Mr. Lauder compared Iranian president Mahmoud Ahmadinejad to Adolf Hitler. Mr. Ahmadinejad has threatened to destroy Israel and questioned whether the Holocaust happened. Hitler “had the same words, and people didn’t take him seriously,” Mr. Lauder said in a speech. The Iranian mission the United Nations didn’t respond to calls seeking comment.

Israel Prime Minister Benjamin Netanyahu attended a ceremony at the Auschwitz-Birkenau camps in southern Poland, where 1.3 million people, mostly Jews, were murdered between 1940 and 1945. He warned that “there are yet again threats to exterminate the Jewish people.” But more important than rhetoric, say Jewish groups, is increasing the number of events commemorating the Holocaust.

“It needs to be more than historical theory,” said Ari Zuckerman of the Paris-based European Jewish Congress. In 2005, Jewish groups created the World Holocaust Forum, dedicated to preserving the memory of the crime.

As well as this week’s events, the forum has organized ceremonies marking the 60th anniversary of the camps’ liberation and the 70th anniversary of Kristallnacht, an infamous Nazi night of violence against Jews. Since its founding, “we have lost many, many survivors and liberators,” said Moshe Kantor, president of the European Jewish Congress.
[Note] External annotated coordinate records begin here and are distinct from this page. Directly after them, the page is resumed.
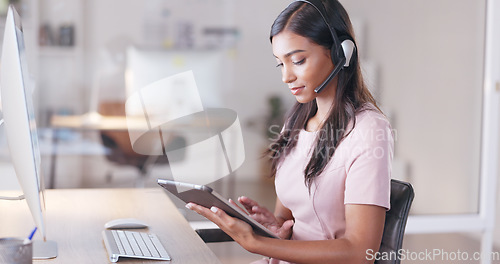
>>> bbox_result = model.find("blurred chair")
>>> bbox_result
[195,179,415,264]
[99,102,185,187]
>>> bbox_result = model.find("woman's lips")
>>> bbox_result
[290,86,304,95]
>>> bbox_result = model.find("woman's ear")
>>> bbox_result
[341,39,356,67]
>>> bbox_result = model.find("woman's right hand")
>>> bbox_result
[230,196,294,239]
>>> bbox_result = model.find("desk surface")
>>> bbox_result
[0,188,220,264]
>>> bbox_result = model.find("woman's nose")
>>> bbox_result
[281,67,296,83]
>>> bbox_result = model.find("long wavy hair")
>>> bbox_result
[267,0,380,190]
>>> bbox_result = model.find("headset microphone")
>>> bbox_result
[296,0,356,93]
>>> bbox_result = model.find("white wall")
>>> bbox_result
[343,0,485,214]
[80,0,293,183]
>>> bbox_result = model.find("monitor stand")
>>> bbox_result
[33,240,57,259]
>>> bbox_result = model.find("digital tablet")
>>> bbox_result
[158,179,278,238]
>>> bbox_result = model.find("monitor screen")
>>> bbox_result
[0,6,57,258]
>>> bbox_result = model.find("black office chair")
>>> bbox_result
[375,180,415,264]
[195,180,415,264]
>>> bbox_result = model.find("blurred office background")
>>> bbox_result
[0,0,500,262]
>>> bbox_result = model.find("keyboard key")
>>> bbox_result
[102,230,170,262]
[111,230,125,254]
[141,233,161,258]
[116,230,134,255]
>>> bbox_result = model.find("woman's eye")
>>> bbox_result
[293,59,306,65]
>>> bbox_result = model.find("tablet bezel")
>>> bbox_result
[157,179,279,238]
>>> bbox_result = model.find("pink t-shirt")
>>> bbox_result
[271,110,394,264]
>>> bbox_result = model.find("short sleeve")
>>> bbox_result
[344,111,394,210]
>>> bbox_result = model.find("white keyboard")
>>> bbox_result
[102,230,170,262]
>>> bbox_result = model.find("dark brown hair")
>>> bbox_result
[267,0,380,189]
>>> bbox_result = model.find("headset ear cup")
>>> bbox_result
[341,39,356,67]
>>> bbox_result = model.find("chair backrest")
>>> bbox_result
[375,179,415,264]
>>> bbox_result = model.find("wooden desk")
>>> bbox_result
[0,188,220,264]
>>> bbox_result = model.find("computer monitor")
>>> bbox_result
[0,5,57,258]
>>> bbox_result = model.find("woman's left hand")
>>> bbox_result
[186,203,256,250]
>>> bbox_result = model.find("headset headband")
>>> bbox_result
[295,0,345,58]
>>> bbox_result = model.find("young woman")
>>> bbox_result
[187,0,393,264]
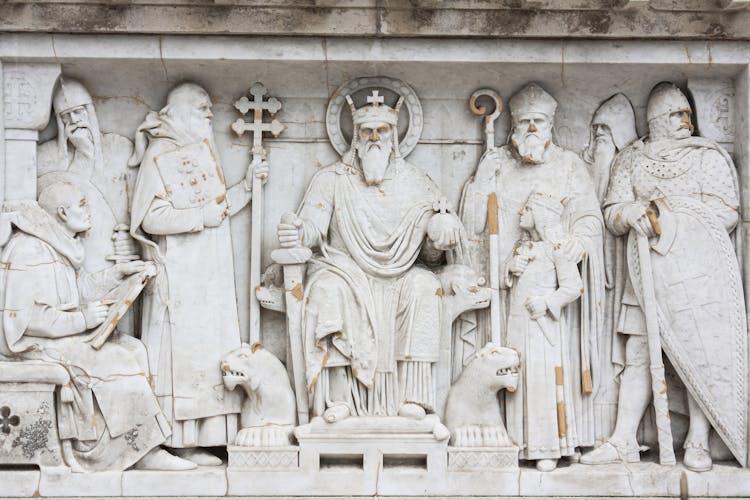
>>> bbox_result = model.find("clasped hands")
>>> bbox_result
[81,259,148,330]
[427,199,463,251]
[203,159,270,227]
The increase in the number of events means that people like Mr. Israel have become even more treasured and will have to travel more. The 82-year-old from the Greek island of Rhodes was the only Holocaust survivor on a plane of Jewish activists and European politicians that flew to Krakow from Brussels on Tuesday.
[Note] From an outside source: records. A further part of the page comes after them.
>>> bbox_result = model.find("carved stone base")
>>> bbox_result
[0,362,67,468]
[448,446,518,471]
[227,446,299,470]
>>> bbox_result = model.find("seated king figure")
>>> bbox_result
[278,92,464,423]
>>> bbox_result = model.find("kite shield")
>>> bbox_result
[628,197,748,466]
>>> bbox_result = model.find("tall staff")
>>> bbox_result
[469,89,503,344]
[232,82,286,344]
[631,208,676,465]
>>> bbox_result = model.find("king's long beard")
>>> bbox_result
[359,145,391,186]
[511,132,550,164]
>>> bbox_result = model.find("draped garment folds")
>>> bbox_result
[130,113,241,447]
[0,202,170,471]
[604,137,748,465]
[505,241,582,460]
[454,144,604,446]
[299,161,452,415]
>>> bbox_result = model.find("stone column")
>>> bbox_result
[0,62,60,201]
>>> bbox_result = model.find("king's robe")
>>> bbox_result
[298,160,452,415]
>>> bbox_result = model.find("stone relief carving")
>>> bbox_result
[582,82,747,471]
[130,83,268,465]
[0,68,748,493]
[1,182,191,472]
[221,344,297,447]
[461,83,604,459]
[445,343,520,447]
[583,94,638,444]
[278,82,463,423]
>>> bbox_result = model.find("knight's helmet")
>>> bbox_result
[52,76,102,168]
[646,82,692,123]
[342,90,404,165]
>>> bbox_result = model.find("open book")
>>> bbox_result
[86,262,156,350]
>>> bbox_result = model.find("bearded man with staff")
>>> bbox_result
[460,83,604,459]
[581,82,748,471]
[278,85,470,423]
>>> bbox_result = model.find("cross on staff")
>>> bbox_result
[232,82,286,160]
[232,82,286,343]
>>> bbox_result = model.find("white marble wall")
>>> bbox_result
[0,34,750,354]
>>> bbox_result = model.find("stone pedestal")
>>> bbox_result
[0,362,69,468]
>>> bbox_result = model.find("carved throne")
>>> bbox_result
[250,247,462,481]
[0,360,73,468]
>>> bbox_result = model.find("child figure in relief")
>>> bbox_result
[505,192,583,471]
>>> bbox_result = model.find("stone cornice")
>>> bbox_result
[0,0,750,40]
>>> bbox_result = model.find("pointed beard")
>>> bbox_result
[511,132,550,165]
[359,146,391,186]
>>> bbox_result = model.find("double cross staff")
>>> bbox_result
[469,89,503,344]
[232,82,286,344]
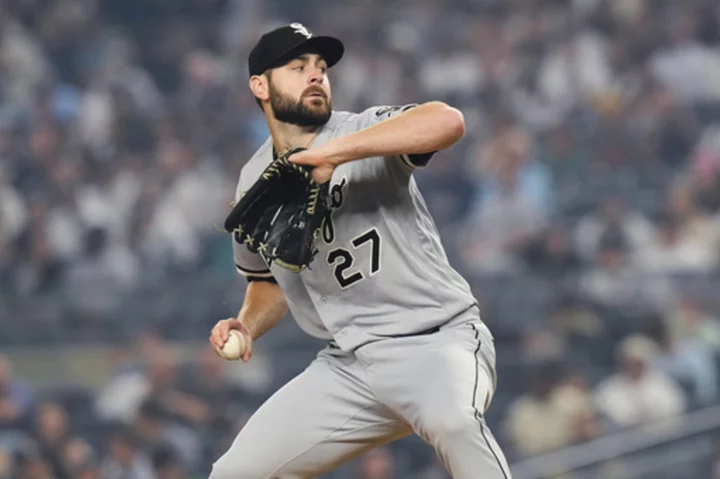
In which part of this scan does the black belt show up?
[328,326,440,349]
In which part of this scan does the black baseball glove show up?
[225,148,330,273]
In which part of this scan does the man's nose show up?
[308,68,325,85]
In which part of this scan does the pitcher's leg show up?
[210,348,411,479]
[371,322,511,479]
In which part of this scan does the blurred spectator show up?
[0,0,720,479]
[465,129,552,271]
[0,354,34,427]
[575,197,653,263]
[60,437,97,477]
[152,448,188,479]
[580,230,672,311]
[358,448,395,479]
[101,431,155,479]
[640,216,720,274]
[668,183,720,261]
[507,363,598,456]
[523,225,581,279]
[650,12,720,102]
[96,349,178,422]
[35,402,71,479]
[594,336,687,428]
[665,294,720,351]
[132,399,202,470]
[648,319,720,406]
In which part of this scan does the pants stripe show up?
[470,324,509,479]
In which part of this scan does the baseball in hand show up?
[218,330,247,361]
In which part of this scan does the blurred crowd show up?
[0,0,720,479]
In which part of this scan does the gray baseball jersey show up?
[215,105,510,479]
[233,105,475,351]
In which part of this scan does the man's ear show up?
[249,75,270,101]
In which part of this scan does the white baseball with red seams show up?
[217,330,247,361]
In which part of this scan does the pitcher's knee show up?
[422,409,480,441]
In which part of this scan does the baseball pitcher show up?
[210,23,510,479]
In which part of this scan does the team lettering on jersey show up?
[322,176,347,245]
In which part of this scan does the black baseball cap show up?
[248,23,345,76]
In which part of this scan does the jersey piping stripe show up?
[470,324,509,479]
[235,263,272,278]
[400,153,433,170]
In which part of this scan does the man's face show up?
[268,53,332,127]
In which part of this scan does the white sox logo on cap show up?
[290,23,312,38]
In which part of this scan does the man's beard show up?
[270,83,332,127]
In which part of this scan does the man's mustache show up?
[302,87,327,100]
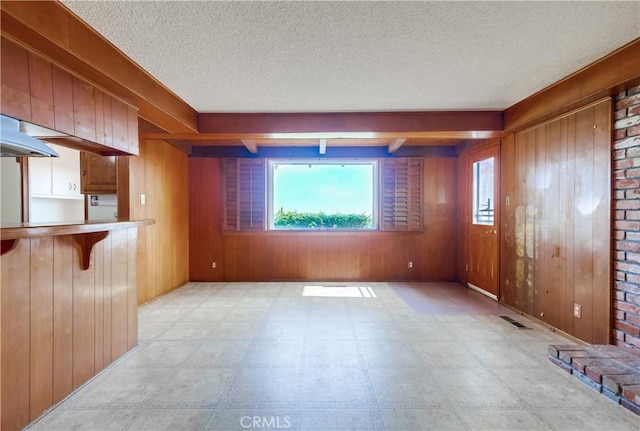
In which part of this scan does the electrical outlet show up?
[573,303,582,319]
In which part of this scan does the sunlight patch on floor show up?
[302,286,377,298]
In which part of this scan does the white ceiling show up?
[64,1,640,112]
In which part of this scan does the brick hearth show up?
[549,345,640,415]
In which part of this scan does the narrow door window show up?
[473,157,495,225]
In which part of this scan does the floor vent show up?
[500,316,530,329]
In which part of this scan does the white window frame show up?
[266,158,380,232]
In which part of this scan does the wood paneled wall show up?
[189,158,457,281]
[0,228,138,431]
[128,140,189,304]
[500,100,611,343]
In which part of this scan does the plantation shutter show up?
[223,159,266,231]
[380,157,424,231]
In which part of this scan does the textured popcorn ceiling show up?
[64,1,640,112]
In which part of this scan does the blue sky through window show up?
[272,163,374,215]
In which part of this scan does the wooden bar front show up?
[0,220,153,430]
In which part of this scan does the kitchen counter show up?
[0,219,155,240]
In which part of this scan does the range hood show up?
[0,115,59,157]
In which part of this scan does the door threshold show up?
[467,283,498,301]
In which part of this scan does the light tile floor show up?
[30,283,640,431]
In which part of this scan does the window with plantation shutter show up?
[380,157,423,231]
[223,159,266,231]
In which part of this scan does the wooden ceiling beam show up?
[198,111,503,137]
[241,139,258,154]
[141,130,502,145]
[0,1,198,132]
[504,38,640,131]
[388,139,407,154]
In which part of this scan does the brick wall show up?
[613,86,640,355]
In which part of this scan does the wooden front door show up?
[467,143,500,299]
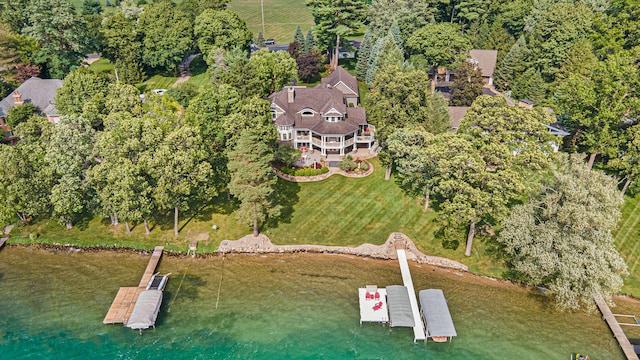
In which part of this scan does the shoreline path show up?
[216,232,469,271]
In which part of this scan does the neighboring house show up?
[469,49,498,85]
[429,49,498,87]
[0,77,62,141]
[269,67,375,155]
[447,106,469,132]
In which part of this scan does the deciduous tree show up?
[229,129,280,236]
[498,156,627,309]
[305,0,367,70]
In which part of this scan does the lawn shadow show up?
[265,178,300,229]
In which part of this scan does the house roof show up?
[0,76,62,116]
[318,66,358,96]
[469,49,498,77]
[447,106,469,130]
[270,86,367,135]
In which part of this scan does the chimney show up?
[287,86,296,104]
[13,91,24,106]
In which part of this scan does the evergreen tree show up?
[303,29,316,54]
[228,129,280,236]
[389,21,404,53]
[365,38,386,87]
[494,36,529,90]
[256,31,264,47]
[356,29,373,81]
[513,68,547,105]
[451,61,484,106]
[293,25,304,44]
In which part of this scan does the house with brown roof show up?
[269,67,375,155]
[0,76,62,142]
[469,49,498,85]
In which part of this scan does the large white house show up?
[269,67,375,155]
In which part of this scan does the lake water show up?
[0,246,638,360]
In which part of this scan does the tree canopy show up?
[498,156,627,309]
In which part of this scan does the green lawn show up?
[12,159,504,276]
[227,0,314,44]
[615,196,640,296]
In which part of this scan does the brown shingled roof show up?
[469,49,498,77]
[321,66,358,95]
[269,86,367,135]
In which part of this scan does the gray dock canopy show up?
[127,290,162,330]
[387,285,415,327]
[418,289,457,337]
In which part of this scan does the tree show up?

Mr. Israel was deported from Rhodes to mainland Greece in 1943 and held there before being shipping to Auschwitz in 1944. His parents and two brothers died there. “I’ve felt guilty ever since,” he said. After the war, he worked as a shopkeeper and trader in the Belgian Congo and Belgium. He married and raised a family.

He kept quiet about the Holocaust, he said, until a few years ago when he met Stipan Bosnjak, a Serb of Roma origin whom he met in Brussels and the two became friends. The Nazis killed several hundred thousand Roma, according to historians. “I was moved to help him come to terms with his memory,” said Mr. Bosnjak, now a psychiatric nurse in Belgium. Two years ago, Mr. Bosnjak helped Mr. Israel write a book. Nobel Peace Prize winner and Holocaust survivor Elie Weisel wrote an endorsement on the jacket. On the flight from Brussels, Mr. Israel’s daughter gave out copies.
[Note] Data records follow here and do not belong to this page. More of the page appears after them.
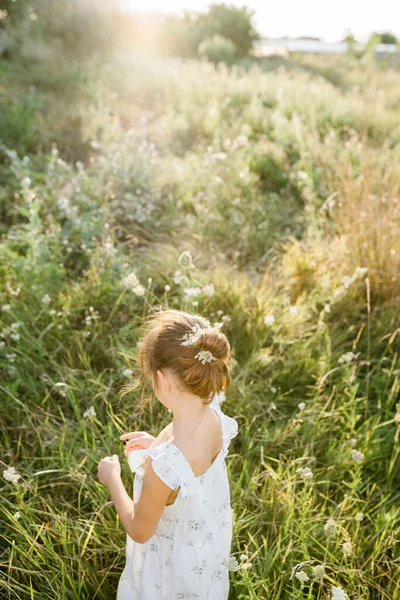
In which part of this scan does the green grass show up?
[0,39,400,600]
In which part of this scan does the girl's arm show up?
[98,455,171,544]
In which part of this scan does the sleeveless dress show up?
[117,394,238,600]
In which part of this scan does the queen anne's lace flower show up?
[351,448,365,465]
[180,320,223,346]
[195,350,218,365]
[324,518,337,535]
[3,467,21,483]
[332,585,348,600]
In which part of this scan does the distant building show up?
[254,38,398,57]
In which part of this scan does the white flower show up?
[353,267,368,277]
[178,250,195,269]
[351,448,365,464]
[3,467,21,483]
[264,314,275,325]
[324,517,337,535]
[332,585,347,600]
[132,283,146,296]
[342,542,353,556]
[222,556,240,571]
[121,273,139,288]
[183,287,201,298]
[195,350,218,365]
[203,283,215,298]
[83,406,96,419]
[313,565,325,582]
[21,177,32,187]
[174,271,182,285]
[296,467,313,479]
[338,352,356,363]
[342,275,354,288]
[296,571,310,581]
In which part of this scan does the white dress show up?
[117,395,238,600]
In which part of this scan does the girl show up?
[98,310,238,600]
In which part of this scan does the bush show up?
[199,35,236,64]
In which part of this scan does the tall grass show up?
[0,43,400,600]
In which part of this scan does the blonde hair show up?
[120,309,231,407]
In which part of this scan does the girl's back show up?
[117,395,238,600]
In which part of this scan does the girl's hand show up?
[119,431,156,455]
[97,454,121,487]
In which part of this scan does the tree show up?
[377,31,397,44]
[198,4,260,57]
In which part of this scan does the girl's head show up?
[133,309,231,408]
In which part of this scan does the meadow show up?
[0,39,400,600]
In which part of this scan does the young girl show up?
[98,310,238,600]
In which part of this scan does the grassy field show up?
[0,39,400,600]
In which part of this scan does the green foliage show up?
[199,3,260,56]
[199,35,237,65]
[0,28,400,600]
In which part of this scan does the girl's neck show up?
[172,395,207,435]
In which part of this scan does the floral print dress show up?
[117,395,238,600]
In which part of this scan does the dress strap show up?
[128,442,195,498]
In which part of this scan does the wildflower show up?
[178,250,195,269]
[313,565,325,582]
[342,542,353,556]
[295,571,310,582]
[296,467,313,479]
[351,448,365,465]
[356,513,364,522]
[332,585,348,600]
[203,283,215,298]
[342,275,354,288]
[183,287,201,298]
[264,314,275,325]
[324,517,337,535]
[21,177,32,188]
[3,467,21,483]
[338,352,356,363]
[174,271,182,285]
[224,556,240,571]
[132,283,146,296]
[83,406,96,419]
[121,273,139,288]
[353,267,368,277]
In Poland on Wednesday, Mr. Israel thanked former Soviet soldiers who liberated the camps in January 1945. Ivan Martinushkin said it wasn’t always easy to relate the story of what he saw in 1945 to younger generations where he lives in Moscow. “They get tired of you telling, telling, telling, but if you do it gently, they get the message,” he said.

Mr. Israel also showed visitors around the camp. “There were 100 of us in a train like that,” he said, pointing to a red wagon. “It was hot in August. Can you imagine?”